19.6 Summary and Next Steps
We saw above two related paradigms for solving reinforcement learning problems: value-based methods (DQN) and policy-based methods (REINFORCE), plus a merger of the two approaches in Actor-Critic and PPO. Each has its own strengths and weaknesses, and the choice of which to use often depends on the specific characteristics of the problem at hand, such as the nature of the action space (discrete vs. continuous), the complexity of the environment, and the desired trade-off between exploration and exploitation. Specifically:
Value-Based Methods (DQN): These methods are effective for discrete action spaces and can leverage the power of value functions to guide exploration. However, they can struggle with stability and convergence, especially in high-dimensional state spaces or continuous action spaces.

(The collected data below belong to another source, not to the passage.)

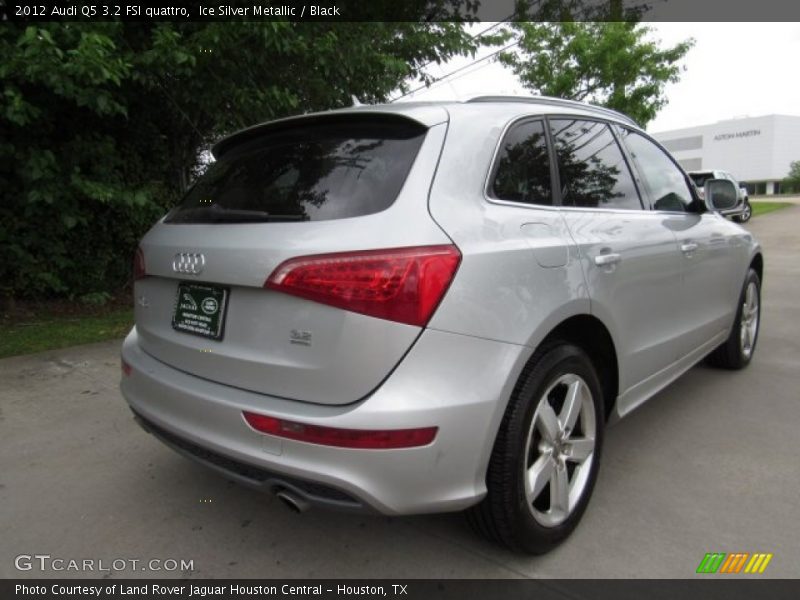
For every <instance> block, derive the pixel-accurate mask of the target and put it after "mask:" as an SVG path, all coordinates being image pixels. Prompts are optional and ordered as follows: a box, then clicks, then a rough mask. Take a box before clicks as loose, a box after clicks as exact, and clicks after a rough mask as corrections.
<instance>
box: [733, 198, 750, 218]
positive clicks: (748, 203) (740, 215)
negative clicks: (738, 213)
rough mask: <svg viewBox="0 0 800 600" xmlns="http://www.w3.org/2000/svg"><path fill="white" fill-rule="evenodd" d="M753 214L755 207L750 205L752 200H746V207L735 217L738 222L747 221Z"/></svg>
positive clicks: (745, 205) (744, 203)
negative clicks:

Policy-Based Methods (REINFORCE): These methods can naturally handle continuous action spaces and stochastic policies, making them more flexible in certain environments. However, they can suffer from high variance in their gradient estimates, which can slow down learning.
Actor-Critic Methods: By combining value-based and policy-based approaches, Actor-Critic methods can reduce variance in policy updates while still allowing for direct optimization of the policy. However, they can still be sensitive to hyperparameters and require careful tuning.
Proximal Policy Optimization (PPO): PPO builds on Actor-Critic methods by introducing a clipped surrogate objective to limit the size of policy updates, improving stability and performance. It is widely used in practice due to its robustness and effectiveness across a variety of tasks. Like other policy-based methods, it can handle continuous action spaces and stochastic policies, which is one reason it is commonly used in Engineering and Robotics applications, where continuous control tasks are prevalent.
We could only cover this topic very briefly in this chapter, but there are many more advanced topics and techniques in reinforcement learning that are worth exploring. Some potential next steps include:
Exploring Advanced Algorithms: Investigate more sophisticated RL algorithms such as Deep Deterministic Policy Gradient (DDPG), Twin Delayed DDPG (TD3), Soft Actor-Critic (SAC), and others that are designed for continuous action spaces and offer improved performance and stability.
Hierarchical Reinforcement Learning: Study methods that decompose complex tasks into simpler subtasks, allowing for more efficient learning and transfer of knowledge across tasks.
Multi-Agent Reinforcement Learning: Explore scenarios where multiple agents interact within the same environment, leading to challenges such as cooperation, competition, and communication.
Model-Based Reinforcement Learning: Investigate approaches that learn a model of the environment to improve sample efficiency and planning capabilities.
All of these are active areas of research and have significant implications for real-world applications of reinforcement learning within Engineering and beyond.